This sequence of patches will add a framework to libata to allow for
hot-swapping disks in and out.
There are three patches:
01-promise_sataII150_support
02-libata_hotswap_infrastructure
03-promise_hotswap_support
The rationale for each will be described in following emails.
I encourage anyone with design ideas to come forward and contribute, and
anyone who can see concurrency problems (I will describe what I see as
issues along with the second patch) to suggest fixes.
Thus far, I've tested this HEAVILY with a 2.6.11.12 kernel +
2.6.11-libata-dev1.patch. I have found no issues outstanding on that
kernel. All testing was done with Promise SATA150 and SATAII150 Tx4/Tx2
Plus controllers and a huge variety of Western Digital and Seagate disks.
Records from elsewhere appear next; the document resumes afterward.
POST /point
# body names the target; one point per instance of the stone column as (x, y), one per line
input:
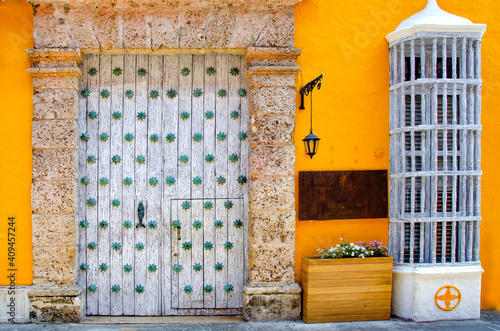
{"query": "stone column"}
(55, 295)
(271, 292)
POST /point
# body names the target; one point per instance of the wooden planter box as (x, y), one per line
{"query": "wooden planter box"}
(345, 290)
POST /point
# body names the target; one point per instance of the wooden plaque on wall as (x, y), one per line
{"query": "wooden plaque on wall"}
(330, 195)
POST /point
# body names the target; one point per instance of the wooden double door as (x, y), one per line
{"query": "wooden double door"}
(163, 193)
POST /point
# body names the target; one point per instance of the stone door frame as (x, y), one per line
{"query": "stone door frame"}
(261, 30)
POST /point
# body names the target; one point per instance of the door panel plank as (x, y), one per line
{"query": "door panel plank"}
(154, 188)
(130, 181)
(209, 141)
(129, 211)
(170, 156)
(92, 174)
(221, 160)
(141, 181)
(245, 152)
(82, 189)
(116, 184)
(104, 201)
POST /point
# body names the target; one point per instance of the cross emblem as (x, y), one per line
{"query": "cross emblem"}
(448, 294)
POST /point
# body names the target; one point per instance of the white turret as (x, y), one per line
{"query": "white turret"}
(434, 19)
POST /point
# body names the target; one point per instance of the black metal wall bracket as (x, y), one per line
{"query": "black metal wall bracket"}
(307, 89)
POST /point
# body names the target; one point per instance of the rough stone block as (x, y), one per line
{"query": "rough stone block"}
(272, 194)
(108, 26)
(271, 263)
(193, 29)
(270, 161)
(271, 80)
(164, 27)
(55, 164)
(55, 265)
(136, 29)
(55, 134)
(54, 230)
(48, 30)
(279, 31)
(248, 28)
(55, 78)
(55, 104)
(80, 27)
(273, 101)
(274, 307)
(54, 57)
(272, 130)
(220, 29)
(54, 197)
(272, 56)
(57, 309)
(271, 227)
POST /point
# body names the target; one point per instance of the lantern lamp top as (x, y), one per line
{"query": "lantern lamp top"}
(311, 136)
(433, 19)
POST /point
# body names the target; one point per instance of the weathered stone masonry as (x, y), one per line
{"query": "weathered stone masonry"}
(263, 31)
(54, 295)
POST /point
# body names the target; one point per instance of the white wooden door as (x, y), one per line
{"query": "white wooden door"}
(169, 134)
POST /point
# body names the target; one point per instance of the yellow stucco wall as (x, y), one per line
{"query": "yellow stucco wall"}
(16, 30)
(345, 40)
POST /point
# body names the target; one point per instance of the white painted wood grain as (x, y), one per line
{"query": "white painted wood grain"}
(141, 183)
(170, 157)
(116, 184)
(197, 255)
(164, 290)
(221, 161)
(92, 174)
(104, 201)
(154, 193)
(184, 174)
(82, 170)
(234, 255)
(197, 171)
(245, 152)
(185, 255)
(176, 247)
(129, 206)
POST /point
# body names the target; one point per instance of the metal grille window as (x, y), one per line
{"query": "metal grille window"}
(435, 132)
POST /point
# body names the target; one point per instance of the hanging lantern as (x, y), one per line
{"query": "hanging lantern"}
(311, 141)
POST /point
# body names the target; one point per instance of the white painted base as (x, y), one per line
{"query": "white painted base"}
(414, 288)
(14, 304)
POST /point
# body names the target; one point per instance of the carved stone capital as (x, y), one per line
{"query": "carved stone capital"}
(271, 56)
(55, 78)
(54, 57)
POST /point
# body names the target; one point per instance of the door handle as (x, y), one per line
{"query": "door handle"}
(140, 215)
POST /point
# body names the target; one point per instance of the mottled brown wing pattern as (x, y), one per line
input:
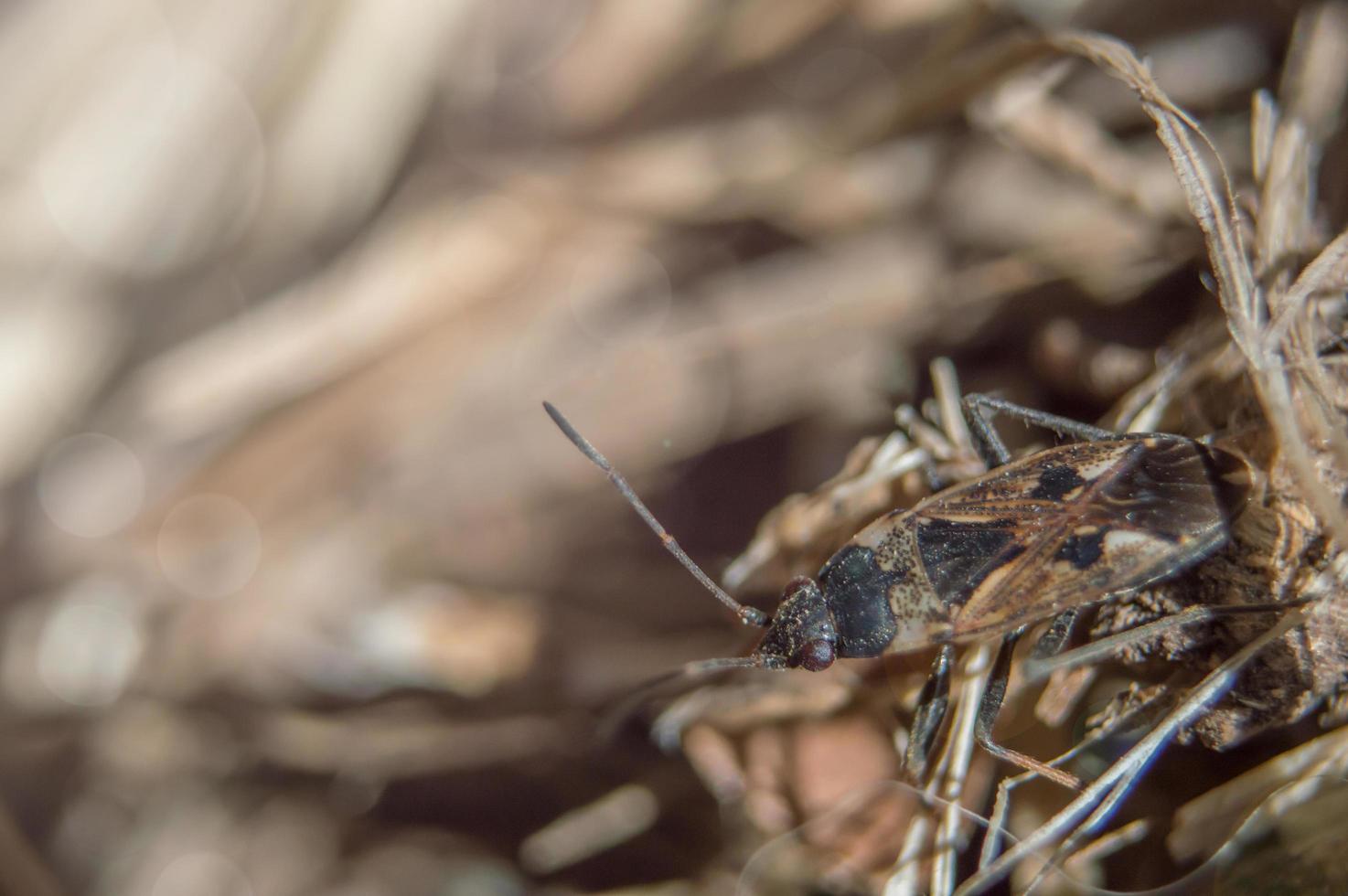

I have ported my patches to 2.6.13-rc3 and 2.6.13-rc3-mm1, and have
tested on the latter as well; they work identically to the 2.6.11 tests
except for a breakage in the SCSI layer [1].
The patches I will attach apply to the latter (2.6.13-rc3-mm1) tree,
since I expect that by the time people start looking at them seriously,
the existing libata patches in that tree will have become part of
mainline. If this is NOT the right thing to do, please tell me, and
I'll submit patches for the requested kernel version.
Enjoy!
Luke Kosewski
Human Cannonball
Net Integration Technologies
[1] The SCSI error on 2.6.13-rc3-mm1 that I found:
'echo "scsi add-single-device a b c d" > /proc/scsi/scsi' //works, or
no-op if the sd corresponding to that device is there already
'echo "scsi remove-single-device a b c d" > /proc/scsi/scsi' //works
'echo "scsi add-single-device a b c d" > /proc/scsi/scsi' //works
'echo "scsi remove-single-device a b c d" > /proc/scsi/scsi' //FAILS
As such, since the same underlying functions are called by hotplugging,
you will only be able to remove a disk from a device once before it
fails, until this error is fixed. I'll look into it as well.
-
To unsubscribe from this list: send the line "unsubscribe linux-kernel" in
the body of a message to majo...@vger.kernel.org
More majordomo info at http://vger.kernel.org/majordomo-info.html
Please read the FAQ at http://www.tux.org/lkml/
The design goals for this framework were as follows:
- easy, stable API.
- simplicity of design and code
- as damn near as we can get to a guarantee that we will NOT panic the
kernel if the user does something stupid, an an attempt to guarantee
correct behaviour anyways.
To meet these goals, I have many comments. The new API, as far as
driver writers see, is two functions 'ata_hotplug_plug' and
'ata_hotplug_unplug'. Respectively, these should be called when a new
disk is picked up or removed. This seems like the most logical way to
go about this.
The functions use a single shared workqueue to schedule plug and unplug
events. In the 'normal case' where a user merely plugs in or unplugs a
disk, you can trivially follow the functionality. The edge cases all
have to do with these cases: what happens when the user really quickly
plugs/unplugs disks, or has pending I/O?
You'll note at a cursory glance that we need to call an ata_bus_reset
when plugging in a disk; this means that we have to wait a bit for
everything to settle. If the user goes and unplugs the disk on us, we
need to immediately take corrective action.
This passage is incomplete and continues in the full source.